As an example, 130 eccDNAs were mapped to the 0.3-Mb titin gene, TTN (Fig. 1d). Two representative examples of TTN eccDNAs were 24 kb and 35 kb in size, covering exons 44–52 and 43–66 (Fig. 1e). These two structures were confirmed by outward PCR and Sanger sequencing (Fig. 1e, f) and named [TTN^{circle exon 43-66}] and [TTN^{circle exon 44-52}] to indicate their genic origin and non-Mendelian, circular character. We apply this nomenclature to all eccDNAs. EccDNAs are also referred to by their chromosomal origin such as [TTN^{circle 179,592-179,627kb}] and [TTN^{circle 179,598-179,621kb}] to accommodate non-genic eccDNA and genic eccDNA without exons (see Supplementary Note 1 for acronyms and nomenclature).

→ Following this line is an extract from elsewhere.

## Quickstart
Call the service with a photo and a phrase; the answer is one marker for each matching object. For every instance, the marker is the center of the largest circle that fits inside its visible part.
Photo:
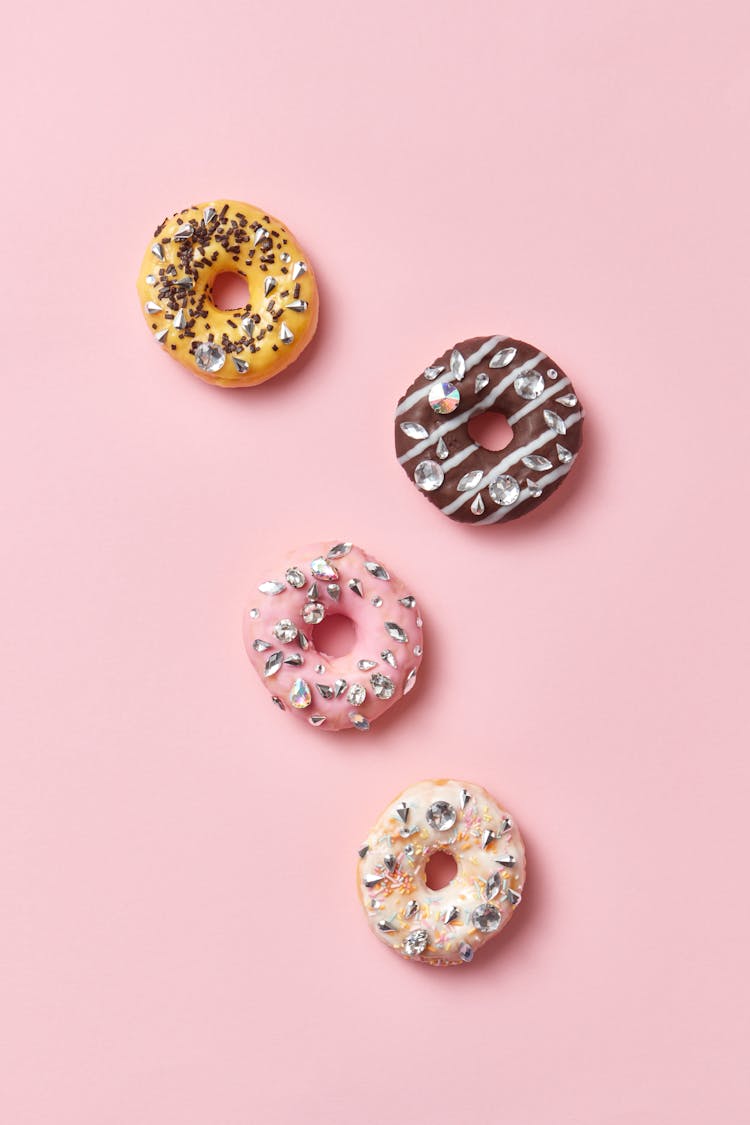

EccDNAs are common in human soma

More than 100,000 different eccDNAs (n = 138,027) were identified from 16 muscle samples (Supplementary Data 1, Supplementary Fig. 1c-e). All chromosomes were represented in eccDNA sequences, which had a combined length of 12.6% (389.5 Mb) of the human genome. EccDNAs ranked with hconf ranged in size from 0.05 kb up to 57.8 kb with two distinctive peaks at 0.1 kb and 5 kb (Fig. 2a, b). Structures ranked with lower support derived from breakpoints in chromosomes up to 887.9 kb (conf) or 999.8 kb (lowq) apart (Supplementary Data 1), suggesting existence of eccDNAs up to 1 Mb. Although there were individual variations within and between muscle samples from the two groups, the frequency of all eccDNA types showed no significant differences between physically active (median 8,469 different eccDNAs/10⁶ nuclei, range 464–19,702) and inactive men (median 9,255 different eccDNA/10⁶ nuclei, range 3,425–14,498) based on a Wilcoxon rank sum test (p-value = 0.95, 95% conf interval, [−7,137; 6,074]). Nevertheless, given the wide conf interval, significant differences between eccDNA counts from inactive and active men might have been missed with the current sample size (Fig. 2a, b). EccDNA from the 16 leukocyte samples, each from ~10⁴ nuclei (Supplementary Fig. 1f), showed comparable eccDNA frequencies and size distributions (Supplementary Fig. 3a, b, Supplementary Data 2) between physically active (median 356, range 284–919) and inactive men (median 528, range 218–2,347) with no significant differences based on Wilcoxon rank sum tests (p-value = 0.43, 95% conf interval, [−783; 136]). When comparing eccDNA frequencies from both types of examined soma, we detected 3.5–5.6 different eccDNAs per 100 nuclei of leukocytes compared to 0.85–0.93 different eccDNAs per 100 nuclei in muscle tissue.

The sensitivity of Circle-Seq was measured using internal plasmid controls added to muscle and blood samples prior to eccDNA purification. Plasmids were recaptured in all samples supporting a detection level of one plasmid per 10,000 nuclei (pSH63, 7 kb, Fig. 2c and Supplementary Fig. 3c). Plasmids larger than 10 kb were also detected, although with fewer mapped reads (e.g., 26-kb YGMP3k20, Fig. 2c). Using plasmid controls, we estimated that Circle-Seq detected ~1–250 eccDNAs per nucleus in the 4-kb range and detected eccDNAs with short interspersed nuclear elements (SINEs) in a broad range of 16–1700 per nucleus. This result is in line with previous reports on HeLa cells with 1600 microDNAs per nucleus in sizes smaller than 400 bp²⁰ and 50–200 eccDNAs per cell (ref. ³² for review).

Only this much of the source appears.